The latest measures designed to guide the national electricity market through the COVID-19 pandemic have been announced by the Australian Energy Market Commission.
In a final determination on how to adapt its wide-reaching five-minute settlement reforms to the reality of COVID-19, the Commission has announced it will give energy businesses an extra three months to get ready for the change — now set for October 2021.
Five-minute settlement involves the biggest IT overhaul Australia’s energy market has ever seen. It is a major market reform to inject more fast-response energy options into the power system and will mean the wholesale electricity spot price is settled every five instead of every 30 minutes. The change will benefit batteries, new generation gas peaker plants and demand response (where energy use is traded in the market).
The Commission has also confirmed it intends to help some retailers to continue supporting vulnerable customers during COVID-19. In a new directions paper on energy retailer cash-flow stress, it said eligible retailers will be able to defer bills owed to energy networks until February. This will help reduce the risk of multiple retailer business failures, and in turn help protect customers’ access to power and keep energy prices competitive.

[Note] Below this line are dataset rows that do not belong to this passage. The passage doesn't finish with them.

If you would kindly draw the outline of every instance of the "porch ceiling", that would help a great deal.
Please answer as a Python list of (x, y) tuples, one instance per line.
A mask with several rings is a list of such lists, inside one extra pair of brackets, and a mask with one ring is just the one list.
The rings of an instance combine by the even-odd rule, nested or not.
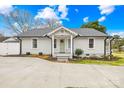
[(54, 35), (55, 38), (70, 38), (71, 35)]

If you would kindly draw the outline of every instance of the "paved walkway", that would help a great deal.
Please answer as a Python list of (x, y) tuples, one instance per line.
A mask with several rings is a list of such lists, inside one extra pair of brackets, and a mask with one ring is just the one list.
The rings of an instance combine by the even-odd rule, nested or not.
[(0, 87), (124, 87), (124, 67), (0, 57)]

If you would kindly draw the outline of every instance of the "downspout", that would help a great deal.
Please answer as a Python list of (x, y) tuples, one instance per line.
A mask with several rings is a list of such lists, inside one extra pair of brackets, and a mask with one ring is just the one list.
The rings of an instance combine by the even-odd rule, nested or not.
[(106, 57), (106, 40), (107, 39), (108, 39), (108, 37), (106, 37), (104, 40), (104, 58)]
[(22, 55), (22, 40), (19, 37), (17, 37), (17, 39), (20, 42), (20, 53), (19, 53), (19, 55)]
[(111, 58), (112, 58), (112, 41), (114, 40), (114, 38), (112, 38), (111, 40), (110, 40), (110, 60), (111, 60)]

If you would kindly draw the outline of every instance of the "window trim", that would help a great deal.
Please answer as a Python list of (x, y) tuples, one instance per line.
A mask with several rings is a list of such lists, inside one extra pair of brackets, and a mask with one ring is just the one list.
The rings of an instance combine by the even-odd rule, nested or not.
[[(36, 48), (33, 47), (33, 40), (34, 40), (34, 39), (37, 40), (37, 47), (36, 47)], [(32, 49), (37, 49), (37, 48), (38, 48), (38, 38), (32, 38), (32, 39), (31, 39), (31, 48), (32, 48)]]
[[(93, 48), (89, 47), (89, 40), (93, 39)], [(88, 49), (95, 49), (95, 38), (88, 38)]]

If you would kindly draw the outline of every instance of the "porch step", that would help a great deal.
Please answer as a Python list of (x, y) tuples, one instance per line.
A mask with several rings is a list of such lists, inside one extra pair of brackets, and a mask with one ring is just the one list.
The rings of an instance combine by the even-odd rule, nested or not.
[(57, 56), (57, 61), (68, 62), (69, 56)]

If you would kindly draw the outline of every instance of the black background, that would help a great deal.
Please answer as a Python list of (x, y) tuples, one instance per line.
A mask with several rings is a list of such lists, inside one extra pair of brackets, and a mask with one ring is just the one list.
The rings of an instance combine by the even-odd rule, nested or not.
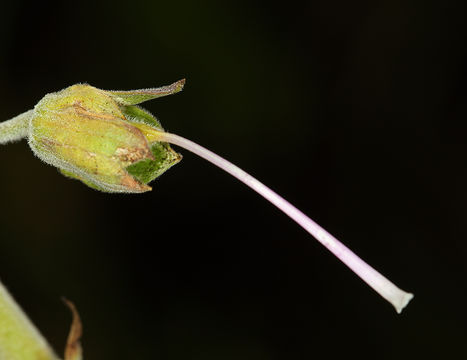
[(459, 1), (2, 4), (0, 118), (77, 82), (134, 89), (171, 132), (283, 195), (403, 289), (401, 315), (214, 166), (143, 195), (0, 148), (0, 278), (59, 354), (93, 359), (467, 356), (467, 23)]

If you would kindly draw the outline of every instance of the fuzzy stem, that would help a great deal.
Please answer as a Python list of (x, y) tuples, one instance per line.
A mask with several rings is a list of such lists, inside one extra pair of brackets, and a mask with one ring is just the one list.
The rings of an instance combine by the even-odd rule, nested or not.
[(207, 161), (236, 177), (238, 180), (263, 196), (266, 200), (270, 201), (273, 205), (282, 210), (290, 218), (295, 220), (302, 228), (315, 237), (329, 251), (337, 256), (339, 260), (341, 260), (353, 272), (355, 272), (355, 274), (357, 274), (363, 281), (371, 286), (378, 294), (389, 301), (395, 307), (398, 313), (400, 313), (402, 309), (408, 304), (408, 302), (413, 298), (413, 294), (399, 289), (396, 285), (386, 279), (370, 265), (365, 263), (353, 251), (351, 251), (334, 236), (324, 230), (316, 222), (311, 220), (303, 212), (298, 210), (287, 200), (269, 189), (266, 185), (256, 180), (250, 174), (191, 140), (170, 133), (161, 133), (160, 136), (160, 141), (178, 145), (195, 153), (196, 155), (206, 159)]
[(29, 119), (33, 112), (34, 110), (29, 110), (0, 123), (0, 144), (6, 144), (25, 138), (28, 135)]
[(58, 360), (46, 340), (1, 282), (0, 359)]

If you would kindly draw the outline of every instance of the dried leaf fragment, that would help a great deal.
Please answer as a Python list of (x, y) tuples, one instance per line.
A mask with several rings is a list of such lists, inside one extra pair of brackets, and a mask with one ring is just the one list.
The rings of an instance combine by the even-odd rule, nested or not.
[(70, 300), (63, 298), (63, 302), (68, 306), (73, 316), (70, 333), (68, 334), (68, 339), (65, 346), (65, 356), (64, 360), (82, 360), (83, 350), (81, 348), (81, 336), (83, 335), (83, 326), (81, 324), (81, 319), (76, 310), (75, 304)]

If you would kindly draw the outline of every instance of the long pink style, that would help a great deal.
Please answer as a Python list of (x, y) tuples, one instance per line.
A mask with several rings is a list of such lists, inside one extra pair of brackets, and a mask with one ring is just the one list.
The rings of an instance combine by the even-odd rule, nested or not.
[(407, 293), (391, 281), (381, 275), (378, 271), (373, 269), (370, 265), (358, 257), (352, 250), (342, 244), (334, 236), (324, 230), (316, 222), (306, 216), (303, 212), (298, 210), (295, 206), (289, 203), (280, 195), (269, 189), (266, 185), (256, 180), (250, 174), (246, 173), (238, 166), (223, 159), (212, 151), (185, 139), (181, 136), (161, 133), (160, 141), (165, 141), (174, 145), (178, 145), (187, 149), (196, 155), (206, 159), (212, 164), (218, 166), (222, 170), (235, 176), (238, 180), (252, 188), (266, 200), (270, 201), (277, 208), (282, 210), (290, 218), (295, 220), (302, 228), (308, 231), (316, 240), (323, 244), (329, 251), (331, 251), (339, 260), (346, 264), (355, 274), (357, 274), (363, 281), (371, 286), (378, 294), (384, 299), (389, 301), (396, 311), (400, 313), (402, 309), (413, 298), (413, 294)]

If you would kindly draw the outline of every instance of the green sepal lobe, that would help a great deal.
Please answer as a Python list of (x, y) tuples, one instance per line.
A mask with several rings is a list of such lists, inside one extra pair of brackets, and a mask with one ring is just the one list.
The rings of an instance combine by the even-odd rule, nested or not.
[(149, 111), (136, 105), (122, 106), (121, 111), (129, 122), (144, 123), (157, 130), (164, 131), (159, 120)]
[(174, 82), (171, 85), (152, 89), (140, 89), (130, 91), (106, 91), (116, 102), (121, 105), (136, 105), (158, 97), (172, 95), (182, 91), (185, 79)]
[(143, 184), (153, 181), (182, 160), (182, 156), (167, 143), (153, 143), (151, 144), (151, 151), (155, 160), (141, 160), (126, 168), (130, 175)]

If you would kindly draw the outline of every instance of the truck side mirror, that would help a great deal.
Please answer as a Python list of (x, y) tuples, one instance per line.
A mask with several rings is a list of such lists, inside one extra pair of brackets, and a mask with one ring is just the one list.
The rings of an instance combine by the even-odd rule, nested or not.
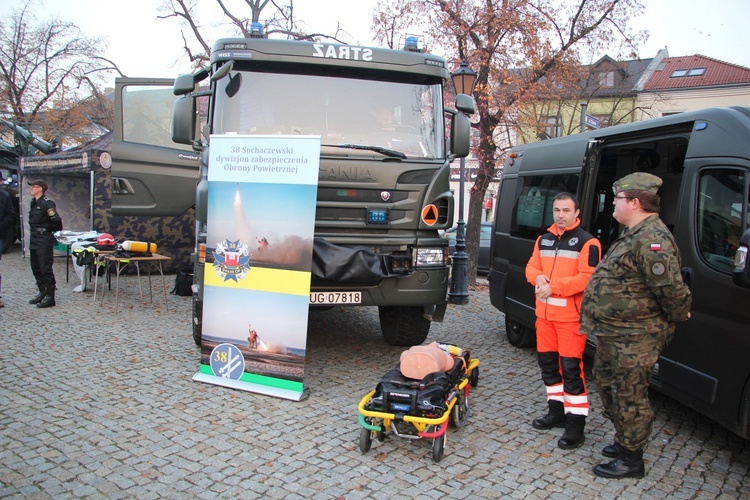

“Since the onset of the pandemic, we have been working in the interests of energy consumers to strike a balance between easing regulatory pressure on the energy sector while progressing critical power system reform,” said AEMC Acting Chair Merryn York.
“This has involved many conversations with — and feedback from — stakeholders, who are experiencing the pandemic differently and have different views on the best way forward. It’s imperative the energy sector adapts to COVID challenges and at the same time, we must protect the major reforms we’ve set in motion so the transformation going on in our energy sector stays on track. This is important now more than ever.”
On five-minute settlement, the Commission has given businesses an extra three months to make up for time lost in responding to the early challenges of COVID-19. But it has ruled against a proposal to delay the start date of the reform by 12 months. The Australian Energy Market Operator (AEMO) submitted the proposal for a 12-month delay after the AEMC, AEMO and the Australian Energy Regulator (AER) canvassed options with the energy sector for easing regulatory pressure and cash-flow impacts during the pandemic.
“We tested whether a longer delay would help or hinder energy businesses during COVID — both in terms of managing cash-flow stress and their resourcing capacity to continue working on the change,” York said.
“Modelling shows the costs of a longer delay would outweigh the benefits that a delay would bring to some businesses’ cash flow. It would cost the industry between $19 million and $41 million to delay the reform compared with a savings benefit of $10−$24 million.
“Smaller retailers, who are at most financial risk during COVID-19, might face nearer term cash-flow pressures now that a longer delay has been ruled out. But there are other ways to manage those risks. One measure is to put network charges on hold for six months for smaller retailers with customers experiencing financial hardship.”
Today’s paper on deferring network charges seeks stakeholder feedback on the best way to put a scheme into practice. The AEMC will make a final ruling on the details next month.
Network charges make up more than 40% of the average retail bill, so deferring them for hardship and payment plan customers will mean smaller retailers can better manage cash-flow stress from growing numbers of people who can’t pay their bills. More than 1000 people a week are registering with their retailer for hardship assistance, the AER said.
Government-owned retailers and the ‘Big 3’ providers (AGL, Origin and Energy Australia) are not included in the scheme because the Commission considers they should not get cash-flow relief.
Retailers covered by the arrangements will be able to defer network costs for all households and small business customers on hardship and payment plans. They will have to cover the additional costs of this, with 3% p.a. interest charged.
The scheme will also help distribution network businesses manage the flow-on effects by allowing them to defer their own payments to transmission network businesses over the same time frame.
“This scheme is not designed to tackle the long-term implications of a recession on the energy sector, but it will help as financial reality bites for many people in the second half of 2020,” York said.
“Normally the Commission would regard retail players leaving the market as competition doing its job, but COVID is unprecedented — as are new requirements on retailers not to disconnect small customers who can’t pay their bills. If too many retailers go out of business because they can’t manage this financial risk, it would reduce consumer choice, could increase prices and even threaten people’s access to power.
“Both of the measures announced today are about keeping the lights on and protecting consumers as the power system continues to transition and grapples with the challenges of the pandemic.”